# Hidden Markov Model

1. Mar 8, 2015

### bowlbase

1. The problem statement, all variables and given/known data
Consider an HMM with two possible states, “R” and “G” (for “regulatory” and “gene” sequences respectively). Each state emits one character, chosen from the alphabet {A,C,G,T}.

The transition probabilities of this HMM are:
aRG = aGR = 1/4
aRR = aGG = 3/4
The emission probabilities are:
eR (A)= eR (C)= eR (G)= eR (T)=1/4
eG (A)= eG (T)=2/10 and
eG (C)= eG (G)=3/10

Assume that the initial state of the HMM is “R” or “G” with equal probabilities. Given a sequence S = ACGT and an HMM path π = RGGR, calculate the probability Pr(S, π) of the sequence and the path.

2. Relevant equations
$$P(S,\pi) = \prod_{i=1} a_{\pi_{i-1}},\pi_i e_{\pi_i}(x_i)$$

3. The attempt at a solution

We discussed this equation in class but never actually used it or spent time describing how to wield it.
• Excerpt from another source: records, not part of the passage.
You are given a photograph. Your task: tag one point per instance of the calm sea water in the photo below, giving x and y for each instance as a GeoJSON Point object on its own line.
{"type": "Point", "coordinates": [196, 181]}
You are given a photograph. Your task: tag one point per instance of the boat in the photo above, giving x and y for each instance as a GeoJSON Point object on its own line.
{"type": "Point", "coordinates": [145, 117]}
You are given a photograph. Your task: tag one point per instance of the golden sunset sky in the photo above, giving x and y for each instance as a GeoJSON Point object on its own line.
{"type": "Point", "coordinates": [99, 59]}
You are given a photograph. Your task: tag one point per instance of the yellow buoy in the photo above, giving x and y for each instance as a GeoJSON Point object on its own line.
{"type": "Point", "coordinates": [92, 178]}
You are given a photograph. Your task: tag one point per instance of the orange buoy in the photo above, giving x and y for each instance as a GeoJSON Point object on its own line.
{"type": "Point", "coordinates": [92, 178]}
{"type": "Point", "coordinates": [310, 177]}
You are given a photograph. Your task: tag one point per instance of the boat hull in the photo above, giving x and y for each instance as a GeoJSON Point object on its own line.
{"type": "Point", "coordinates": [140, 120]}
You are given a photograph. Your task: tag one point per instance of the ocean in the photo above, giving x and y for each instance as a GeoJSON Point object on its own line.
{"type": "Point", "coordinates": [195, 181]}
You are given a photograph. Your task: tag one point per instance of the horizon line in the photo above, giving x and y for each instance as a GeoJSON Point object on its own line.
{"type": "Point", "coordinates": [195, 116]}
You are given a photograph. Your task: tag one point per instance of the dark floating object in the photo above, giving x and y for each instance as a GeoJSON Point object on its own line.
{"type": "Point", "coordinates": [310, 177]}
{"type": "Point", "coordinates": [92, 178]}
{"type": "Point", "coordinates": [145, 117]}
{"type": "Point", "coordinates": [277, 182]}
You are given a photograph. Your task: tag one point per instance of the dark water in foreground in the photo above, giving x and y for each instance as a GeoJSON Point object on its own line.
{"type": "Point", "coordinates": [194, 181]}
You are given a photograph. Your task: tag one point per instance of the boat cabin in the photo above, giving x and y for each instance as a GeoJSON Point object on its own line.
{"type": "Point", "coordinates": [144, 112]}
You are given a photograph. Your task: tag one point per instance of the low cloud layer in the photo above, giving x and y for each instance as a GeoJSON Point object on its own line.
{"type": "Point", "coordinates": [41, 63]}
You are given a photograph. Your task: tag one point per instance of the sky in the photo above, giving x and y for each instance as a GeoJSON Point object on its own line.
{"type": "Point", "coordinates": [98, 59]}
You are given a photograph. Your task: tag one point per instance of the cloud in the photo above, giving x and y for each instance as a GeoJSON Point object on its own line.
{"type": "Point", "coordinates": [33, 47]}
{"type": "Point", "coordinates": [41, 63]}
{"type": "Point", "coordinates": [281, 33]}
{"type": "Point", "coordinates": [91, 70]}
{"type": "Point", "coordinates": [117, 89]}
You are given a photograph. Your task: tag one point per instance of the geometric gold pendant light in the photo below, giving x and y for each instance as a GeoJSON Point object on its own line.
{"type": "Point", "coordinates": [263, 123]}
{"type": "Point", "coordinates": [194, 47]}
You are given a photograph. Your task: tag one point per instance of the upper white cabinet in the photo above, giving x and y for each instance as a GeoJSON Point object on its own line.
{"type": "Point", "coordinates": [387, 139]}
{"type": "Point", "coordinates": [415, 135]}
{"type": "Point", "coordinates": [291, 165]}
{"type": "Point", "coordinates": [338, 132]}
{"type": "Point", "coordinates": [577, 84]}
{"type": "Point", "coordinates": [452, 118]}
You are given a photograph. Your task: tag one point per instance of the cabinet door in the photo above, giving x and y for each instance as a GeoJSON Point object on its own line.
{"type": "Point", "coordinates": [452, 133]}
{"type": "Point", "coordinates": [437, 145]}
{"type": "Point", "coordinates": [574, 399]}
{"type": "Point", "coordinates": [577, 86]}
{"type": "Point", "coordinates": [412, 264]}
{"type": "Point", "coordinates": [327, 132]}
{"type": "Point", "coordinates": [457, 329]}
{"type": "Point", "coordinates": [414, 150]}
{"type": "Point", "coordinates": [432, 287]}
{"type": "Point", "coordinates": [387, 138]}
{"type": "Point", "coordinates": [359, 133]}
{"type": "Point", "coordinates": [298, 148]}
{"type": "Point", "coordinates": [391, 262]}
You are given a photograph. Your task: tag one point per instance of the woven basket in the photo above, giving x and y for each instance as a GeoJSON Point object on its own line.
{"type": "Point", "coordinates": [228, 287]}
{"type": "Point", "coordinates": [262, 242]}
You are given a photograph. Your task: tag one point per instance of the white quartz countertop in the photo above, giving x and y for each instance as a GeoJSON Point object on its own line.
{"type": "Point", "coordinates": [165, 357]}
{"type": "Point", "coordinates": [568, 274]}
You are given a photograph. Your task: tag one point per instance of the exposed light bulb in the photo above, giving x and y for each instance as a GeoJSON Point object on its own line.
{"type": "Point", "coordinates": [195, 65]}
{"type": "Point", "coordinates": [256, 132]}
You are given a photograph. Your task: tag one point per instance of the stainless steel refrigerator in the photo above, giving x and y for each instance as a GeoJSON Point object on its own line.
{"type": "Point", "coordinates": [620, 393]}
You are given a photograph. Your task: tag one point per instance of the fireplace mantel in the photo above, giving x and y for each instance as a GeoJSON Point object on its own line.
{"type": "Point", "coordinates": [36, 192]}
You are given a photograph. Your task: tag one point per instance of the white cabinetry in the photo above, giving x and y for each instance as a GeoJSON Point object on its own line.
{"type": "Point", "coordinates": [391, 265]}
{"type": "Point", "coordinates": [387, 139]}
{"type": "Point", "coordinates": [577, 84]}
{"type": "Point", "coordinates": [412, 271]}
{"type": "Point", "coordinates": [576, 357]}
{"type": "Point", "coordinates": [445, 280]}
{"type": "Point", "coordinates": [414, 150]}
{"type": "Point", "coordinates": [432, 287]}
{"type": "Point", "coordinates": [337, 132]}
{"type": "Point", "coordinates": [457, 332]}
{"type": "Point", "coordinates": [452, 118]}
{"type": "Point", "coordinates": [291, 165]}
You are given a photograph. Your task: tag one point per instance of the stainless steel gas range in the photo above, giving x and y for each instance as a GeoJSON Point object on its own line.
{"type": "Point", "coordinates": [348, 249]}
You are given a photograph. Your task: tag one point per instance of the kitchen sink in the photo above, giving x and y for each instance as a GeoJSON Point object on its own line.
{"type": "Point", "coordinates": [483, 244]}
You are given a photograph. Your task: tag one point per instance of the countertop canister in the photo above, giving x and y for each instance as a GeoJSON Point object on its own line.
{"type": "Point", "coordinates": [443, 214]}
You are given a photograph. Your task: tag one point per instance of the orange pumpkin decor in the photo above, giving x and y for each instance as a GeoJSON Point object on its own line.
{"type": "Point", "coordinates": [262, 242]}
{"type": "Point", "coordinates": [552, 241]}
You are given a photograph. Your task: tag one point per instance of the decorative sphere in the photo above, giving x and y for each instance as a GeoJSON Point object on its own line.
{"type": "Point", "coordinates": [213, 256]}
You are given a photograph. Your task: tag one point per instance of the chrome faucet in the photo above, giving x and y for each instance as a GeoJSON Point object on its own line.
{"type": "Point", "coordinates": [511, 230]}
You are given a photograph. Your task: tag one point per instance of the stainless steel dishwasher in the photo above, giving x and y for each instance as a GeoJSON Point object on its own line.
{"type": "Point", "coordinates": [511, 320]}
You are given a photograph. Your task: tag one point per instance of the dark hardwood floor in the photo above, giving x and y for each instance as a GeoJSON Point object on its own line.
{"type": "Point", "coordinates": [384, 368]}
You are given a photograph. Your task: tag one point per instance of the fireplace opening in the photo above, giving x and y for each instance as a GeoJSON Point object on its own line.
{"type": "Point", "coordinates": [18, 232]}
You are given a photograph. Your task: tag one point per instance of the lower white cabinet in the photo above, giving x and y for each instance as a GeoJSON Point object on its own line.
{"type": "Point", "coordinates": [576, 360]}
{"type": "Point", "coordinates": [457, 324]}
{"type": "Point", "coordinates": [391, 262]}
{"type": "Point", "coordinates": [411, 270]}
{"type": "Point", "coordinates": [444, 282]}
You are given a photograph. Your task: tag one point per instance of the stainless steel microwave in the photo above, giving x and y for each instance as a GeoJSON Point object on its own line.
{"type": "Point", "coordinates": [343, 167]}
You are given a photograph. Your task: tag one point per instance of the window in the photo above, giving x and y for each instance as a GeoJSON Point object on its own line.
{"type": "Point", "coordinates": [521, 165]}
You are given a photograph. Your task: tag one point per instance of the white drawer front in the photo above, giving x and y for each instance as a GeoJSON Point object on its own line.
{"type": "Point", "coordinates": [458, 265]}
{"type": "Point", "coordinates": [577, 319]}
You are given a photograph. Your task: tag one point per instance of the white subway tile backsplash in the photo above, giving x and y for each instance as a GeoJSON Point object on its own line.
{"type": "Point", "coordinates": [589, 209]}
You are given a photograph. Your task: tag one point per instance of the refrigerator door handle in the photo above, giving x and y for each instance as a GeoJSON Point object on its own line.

I just don't see how the information I'm given comes together in that equation.

Thanks for any help.

2. Mar 9, 2015

### bowlbase

I think that I have found a way to do this, but I want to make sure it is correct.

I believe that the equation is telling me to multiply the two probabilities (prob.to be ACGT within R or G and prob. that R or G changed) and then multiply all of those together. I'm just not sure about order..

So, I have S=ACGT and pi = RGGR

ACGT
RGGR

The first probability is 1/2 for either R and G. Then A, being in R, has prob 1/4. And then there is a just a 1/4 probability that R->G for the next character.

I'm not sure if 1/2 should be included from the beginning or not because the of how the last character works. But I have

(1/4*1/4)(3/10*3/4)(3/10*1/4)(1/4)

So, I've multiplied each emission probability with the probability of R/G swapping. Then multiplied all of those together. The last probability I did not multiply against anything (other than the series) because there is no following change. Though, I wonder if I should multiply by 1/2 since the first choice was probability 1/2 between R and G.

Is this the correct method?

Thanks.

3. Mar 10, 2015

### haruspex

It isn't entirely clear, but judging from the equation you are given it looks like the RGGR path starts at the second state (1), and the first emitted character is just after entry to that state. (Consider the i=1 term in the product.). If so, you need to consider (and sum) the sequences RRGGR and GRGGR.